Certainement non ; ne disions-nous pas justement à l'instant, en raisonnant sur les classes, qu'il était important pour nous, au point de vue de la méthode d'aborder les groupements sociaux expressément du côté de la production ? Comment alors résoudre la question pour les « conditions» ?

Écoutons avant tout ce que dit sur cette question le professeur Solntsev, l'auteur du travail le plus solide sur les classes : « Les groupes socialement inégaux de conditions apparaissent, dit-il, non pas sur le terrain des rapports du processus du travail, ni sur le terrain des rapports économiques, mais avant tout sur le terrain des rapports du Droit et de l'État. La condition est une catégorie juridique et politique, et comme telle peut se manifester sous différentes formes... À la différence de la division en conditions, celle en classes apparaît sur les bases des rapports économiques... » (Loc. cit. p. 22). Toutefois, la condition n'est-elle pas uniquement la classe « revêtue » d'une catégorie juridico-politique. » ? À cela, Solntsev répond négativement. Cependant, il indique lui-même que, par exemple, dans le monde antique, « l'ordre des conditions ne pouvait pas ne pas refléter les différences de classe... » Doc. cit., 25), que « la lutte des classes revêt la forme particulière de la lutte des conditions. » (Loc. cil. 26). Cette position extrêmement embrouillée de la question nous oblige à nous efforcer de trouver une formule plus nette.

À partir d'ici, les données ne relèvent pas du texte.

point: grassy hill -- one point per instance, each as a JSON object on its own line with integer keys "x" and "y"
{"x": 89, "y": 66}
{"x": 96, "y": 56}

Prenons un exemple. Au temps de la grande révolution française, on désignait sous le nom de « tiers état » (c'est-à-dire « troisième condition ») un mélange de diverses classes, encore mal différenciées alors les unes des autres : il comprenait la bourgeoisie, les ouvriers et les classes intermédiaires (artisans, petits commerçants, etc.). Tous appartenaient au tiers état. Pourquoi ? Parce que, juridiquement, ils n'étaient « rien » en comparaison des proprié­taires fonciers féodaux privilégiés.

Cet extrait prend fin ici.